つまり「採用」は企業側が一方的に「この求職者は自社の採用基準を満たしている人材だ」と決定しただけの状態ということです。求職者が企業へ入社意思を示しているわけではないので、「内定の前段階」という状況を指しています。
内定とは
「内定」とは、企業が求職者へ選考合格である旨を通知し、求職者側も企業へ入社意思を示した状態のことです。「採用」が選考に合格しただけの段階であるのに対し、「内定」は企業と求職者双方の「雇用の合意」がとれた状態なので、労働契約が成立しているとみなされます。

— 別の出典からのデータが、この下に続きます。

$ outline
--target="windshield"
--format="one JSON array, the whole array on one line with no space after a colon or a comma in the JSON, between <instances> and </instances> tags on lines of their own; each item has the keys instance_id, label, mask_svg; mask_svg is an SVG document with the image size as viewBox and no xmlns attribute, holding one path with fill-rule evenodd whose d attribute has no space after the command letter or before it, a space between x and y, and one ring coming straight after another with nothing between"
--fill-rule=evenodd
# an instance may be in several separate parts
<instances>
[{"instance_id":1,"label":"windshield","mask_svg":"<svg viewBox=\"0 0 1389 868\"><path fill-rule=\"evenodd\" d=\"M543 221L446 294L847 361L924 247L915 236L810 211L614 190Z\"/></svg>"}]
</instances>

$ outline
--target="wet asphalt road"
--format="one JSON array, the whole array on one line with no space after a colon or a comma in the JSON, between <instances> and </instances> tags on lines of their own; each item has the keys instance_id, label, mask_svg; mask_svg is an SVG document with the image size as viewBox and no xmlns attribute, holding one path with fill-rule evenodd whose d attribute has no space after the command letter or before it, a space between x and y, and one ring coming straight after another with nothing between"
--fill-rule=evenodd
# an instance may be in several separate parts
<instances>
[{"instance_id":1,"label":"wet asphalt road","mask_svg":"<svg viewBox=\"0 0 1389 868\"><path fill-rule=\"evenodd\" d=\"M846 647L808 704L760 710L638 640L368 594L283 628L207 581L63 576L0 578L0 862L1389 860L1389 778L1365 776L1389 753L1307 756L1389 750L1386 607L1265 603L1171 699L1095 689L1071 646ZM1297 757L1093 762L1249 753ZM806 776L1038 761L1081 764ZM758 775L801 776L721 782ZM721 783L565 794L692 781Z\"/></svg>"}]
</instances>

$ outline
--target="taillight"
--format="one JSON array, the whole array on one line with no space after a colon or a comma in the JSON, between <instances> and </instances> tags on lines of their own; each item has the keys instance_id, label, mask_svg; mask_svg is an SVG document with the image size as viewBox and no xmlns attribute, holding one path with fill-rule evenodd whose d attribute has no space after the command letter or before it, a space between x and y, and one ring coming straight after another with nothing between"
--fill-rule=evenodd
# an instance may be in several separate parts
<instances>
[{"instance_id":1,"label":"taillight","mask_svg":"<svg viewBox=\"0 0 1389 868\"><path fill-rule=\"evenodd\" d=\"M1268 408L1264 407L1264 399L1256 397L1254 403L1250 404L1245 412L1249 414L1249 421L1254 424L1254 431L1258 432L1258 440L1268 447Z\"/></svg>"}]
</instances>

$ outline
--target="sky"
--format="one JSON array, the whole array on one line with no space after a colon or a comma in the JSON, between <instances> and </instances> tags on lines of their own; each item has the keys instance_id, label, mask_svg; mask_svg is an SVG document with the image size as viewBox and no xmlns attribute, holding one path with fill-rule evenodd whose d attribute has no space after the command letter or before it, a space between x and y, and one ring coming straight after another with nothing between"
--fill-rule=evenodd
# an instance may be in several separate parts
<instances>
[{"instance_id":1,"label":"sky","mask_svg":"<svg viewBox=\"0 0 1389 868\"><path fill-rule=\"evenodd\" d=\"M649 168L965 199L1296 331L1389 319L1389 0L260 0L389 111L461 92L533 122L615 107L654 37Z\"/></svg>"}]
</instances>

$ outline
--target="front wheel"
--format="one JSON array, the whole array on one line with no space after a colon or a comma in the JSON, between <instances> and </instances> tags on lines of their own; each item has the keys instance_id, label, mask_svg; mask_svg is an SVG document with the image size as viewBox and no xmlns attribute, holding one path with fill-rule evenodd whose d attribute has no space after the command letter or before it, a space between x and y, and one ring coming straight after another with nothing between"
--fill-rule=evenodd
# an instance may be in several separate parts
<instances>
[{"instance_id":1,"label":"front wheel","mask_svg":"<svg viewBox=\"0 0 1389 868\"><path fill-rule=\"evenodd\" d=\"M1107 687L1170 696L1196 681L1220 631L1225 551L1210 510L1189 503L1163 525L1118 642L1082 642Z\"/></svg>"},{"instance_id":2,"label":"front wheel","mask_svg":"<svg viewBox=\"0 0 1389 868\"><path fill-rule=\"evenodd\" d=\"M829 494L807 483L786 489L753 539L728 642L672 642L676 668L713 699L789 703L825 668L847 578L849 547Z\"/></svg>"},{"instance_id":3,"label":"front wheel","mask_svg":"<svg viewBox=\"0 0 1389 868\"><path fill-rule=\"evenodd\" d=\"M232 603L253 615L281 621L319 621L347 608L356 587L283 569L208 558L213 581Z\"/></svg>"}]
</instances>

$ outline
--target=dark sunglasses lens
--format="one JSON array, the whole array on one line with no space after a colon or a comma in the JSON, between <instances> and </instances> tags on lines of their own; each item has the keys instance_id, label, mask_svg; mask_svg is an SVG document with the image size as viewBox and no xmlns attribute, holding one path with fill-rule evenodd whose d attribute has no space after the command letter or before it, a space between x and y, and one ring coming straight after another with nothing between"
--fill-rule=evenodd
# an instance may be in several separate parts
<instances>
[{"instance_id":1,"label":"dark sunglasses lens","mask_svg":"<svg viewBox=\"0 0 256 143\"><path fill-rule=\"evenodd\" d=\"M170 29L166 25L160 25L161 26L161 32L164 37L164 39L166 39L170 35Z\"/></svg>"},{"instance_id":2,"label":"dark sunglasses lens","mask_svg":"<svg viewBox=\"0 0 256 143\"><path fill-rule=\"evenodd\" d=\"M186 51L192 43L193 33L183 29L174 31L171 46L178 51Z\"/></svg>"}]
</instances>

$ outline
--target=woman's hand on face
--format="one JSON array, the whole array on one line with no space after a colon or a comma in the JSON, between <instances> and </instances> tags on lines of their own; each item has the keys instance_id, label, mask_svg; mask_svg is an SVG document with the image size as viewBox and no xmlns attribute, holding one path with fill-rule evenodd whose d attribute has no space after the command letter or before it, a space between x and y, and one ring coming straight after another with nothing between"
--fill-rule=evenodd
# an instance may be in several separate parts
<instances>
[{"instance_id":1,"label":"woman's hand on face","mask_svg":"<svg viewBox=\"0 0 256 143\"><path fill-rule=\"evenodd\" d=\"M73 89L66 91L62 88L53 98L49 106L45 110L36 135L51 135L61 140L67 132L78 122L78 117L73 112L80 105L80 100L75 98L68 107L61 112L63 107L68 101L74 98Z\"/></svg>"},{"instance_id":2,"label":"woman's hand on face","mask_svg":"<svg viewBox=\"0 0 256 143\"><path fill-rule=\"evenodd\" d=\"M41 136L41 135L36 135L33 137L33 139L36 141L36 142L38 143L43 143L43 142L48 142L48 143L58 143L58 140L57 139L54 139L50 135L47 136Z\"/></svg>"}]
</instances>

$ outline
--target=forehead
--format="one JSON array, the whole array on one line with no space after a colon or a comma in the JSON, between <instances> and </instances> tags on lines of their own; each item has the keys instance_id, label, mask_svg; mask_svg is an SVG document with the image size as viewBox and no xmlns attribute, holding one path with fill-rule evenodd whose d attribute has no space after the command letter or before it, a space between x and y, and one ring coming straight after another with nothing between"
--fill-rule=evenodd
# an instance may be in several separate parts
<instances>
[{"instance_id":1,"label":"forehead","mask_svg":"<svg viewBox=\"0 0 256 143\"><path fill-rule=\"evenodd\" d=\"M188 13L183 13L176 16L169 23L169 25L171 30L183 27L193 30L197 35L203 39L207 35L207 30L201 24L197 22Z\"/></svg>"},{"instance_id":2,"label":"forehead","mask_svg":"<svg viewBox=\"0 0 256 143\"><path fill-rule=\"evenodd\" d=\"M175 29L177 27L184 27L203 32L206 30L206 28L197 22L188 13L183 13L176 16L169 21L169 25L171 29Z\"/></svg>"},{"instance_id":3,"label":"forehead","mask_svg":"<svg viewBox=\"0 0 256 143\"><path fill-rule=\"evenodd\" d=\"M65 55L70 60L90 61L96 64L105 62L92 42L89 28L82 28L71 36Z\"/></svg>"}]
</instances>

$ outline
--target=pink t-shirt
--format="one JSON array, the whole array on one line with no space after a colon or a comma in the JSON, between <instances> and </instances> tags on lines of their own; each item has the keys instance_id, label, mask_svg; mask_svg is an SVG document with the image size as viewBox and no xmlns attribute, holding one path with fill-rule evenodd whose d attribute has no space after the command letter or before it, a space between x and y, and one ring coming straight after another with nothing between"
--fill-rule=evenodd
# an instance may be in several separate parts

つまり「内定」を出すと、双方の関係に法的拘束力が生じるようになるのです。企業が一方的に内定を取り消しすると「求職者を不当に解雇した」という扱いとなり、訴訟トラブルにつながる恐れがあるため注意しましょう。
内々定とは
「内々定」は新卒採用で特によく使われる言葉です。「内々定」とは、選考に合格した求職者に対し、企業が「●月●日以降にあなたへ内定を出す予定ですよ」と約束すること。労働契約が成立したとはみなされないため、「内々定」に法的拘束力はありません。

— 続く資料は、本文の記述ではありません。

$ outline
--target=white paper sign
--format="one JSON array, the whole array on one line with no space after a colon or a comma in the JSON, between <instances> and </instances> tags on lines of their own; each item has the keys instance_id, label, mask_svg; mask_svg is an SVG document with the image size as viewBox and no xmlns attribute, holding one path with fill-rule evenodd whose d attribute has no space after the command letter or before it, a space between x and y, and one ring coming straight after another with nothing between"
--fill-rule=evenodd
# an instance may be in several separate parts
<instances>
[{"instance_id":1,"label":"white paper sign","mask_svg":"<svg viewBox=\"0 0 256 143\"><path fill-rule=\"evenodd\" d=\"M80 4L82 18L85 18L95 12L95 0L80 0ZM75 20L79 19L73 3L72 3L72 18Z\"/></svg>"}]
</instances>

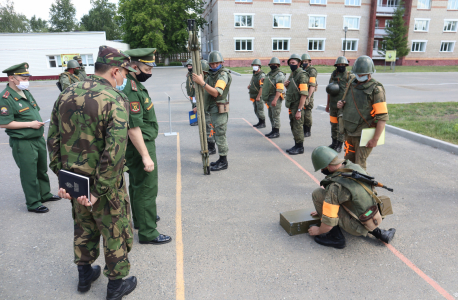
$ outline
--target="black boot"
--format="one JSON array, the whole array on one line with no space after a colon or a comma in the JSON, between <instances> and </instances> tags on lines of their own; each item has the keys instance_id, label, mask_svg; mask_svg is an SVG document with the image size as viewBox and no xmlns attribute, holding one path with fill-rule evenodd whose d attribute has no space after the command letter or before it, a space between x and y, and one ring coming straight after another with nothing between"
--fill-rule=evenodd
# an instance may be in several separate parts
<instances>
[{"instance_id":1,"label":"black boot","mask_svg":"<svg viewBox=\"0 0 458 300\"><path fill-rule=\"evenodd\" d=\"M327 247L345 248L345 236L340 230L339 225L332 227L331 231L326 234L315 236L315 242Z\"/></svg>"},{"instance_id":2,"label":"black boot","mask_svg":"<svg viewBox=\"0 0 458 300\"><path fill-rule=\"evenodd\" d=\"M226 170L227 167L228 167L227 156L220 156L216 164L210 168L210 171Z\"/></svg>"},{"instance_id":3,"label":"black boot","mask_svg":"<svg viewBox=\"0 0 458 300\"><path fill-rule=\"evenodd\" d=\"M304 143L296 143L295 148L289 151L289 155L297 155L304 153Z\"/></svg>"},{"instance_id":4,"label":"black boot","mask_svg":"<svg viewBox=\"0 0 458 300\"><path fill-rule=\"evenodd\" d=\"M334 147L334 150L336 150L337 153L340 153L340 152L342 152L342 144L343 144L343 142L339 142L337 140L336 140L336 142L337 143L336 143L336 146Z\"/></svg>"},{"instance_id":5,"label":"black boot","mask_svg":"<svg viewBox=\"0 0 458 300\"><path fill-rule=\"evenodd\" d=\"M129 295L137 287L135 276L126 279L108 280L107 300L121 300L123 296Z\"/></svg>"},{"instance_id":6,"label":"black boot","mask_svg":"<svg viewBox=\"0 0 458 300\"><path fill-rule=\"evenodd\" d=\"M91 283L99 278L100 272L100 266L78 266L78 292L85 293L89 291L91 289Z\"/></svg>"},{"instance_id":7,"label":"black boot","mask_svg":"<svg viewBox=\"0 0 458 300\"><path fill-rule=\"evenodd\" d=\"M215 143L208 143L208 155L216 154Z\"/></svg>"},{"instance_id":8,"label":"black boot","mask_svg":"<svg viewBox=\"0 0 458 300\"><path fill-rule=\"evenodd\" d=\"M389 244L391 240L394 238L394 234L396 233L396 229L390 228L388 230L385 229L380 229L380 228L375 228L373 231L369 232L379 240L381 240L384 243Z\"/></svg>"}]
</instances>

企業が法的拘束力のない「内々定」を出す理由は、経団連が「採用選考に関する指針」のなかで、新卒採用の内定を出せる日について規定を設けているためです。経団連の定めた規定を守りながら、自社に適した人材を確保するため、正式な内定の前に「内々定」を出して人材をつなぎとめるケースが多いのです。
採用通知書と内定通知書の違い
採用と内定の違いがわかったところで、内定通知書と採用通知書の違いについて説明していきます。
採用通知書とは
「採用通知書」とは、企業が選考に合格した求職者へ、合否結果を知らせる通知書のこと。先にも述べたように、「採用」は労働契約が成立する前段階なので、採用通知書も合否結果を知らせることだけが目的です。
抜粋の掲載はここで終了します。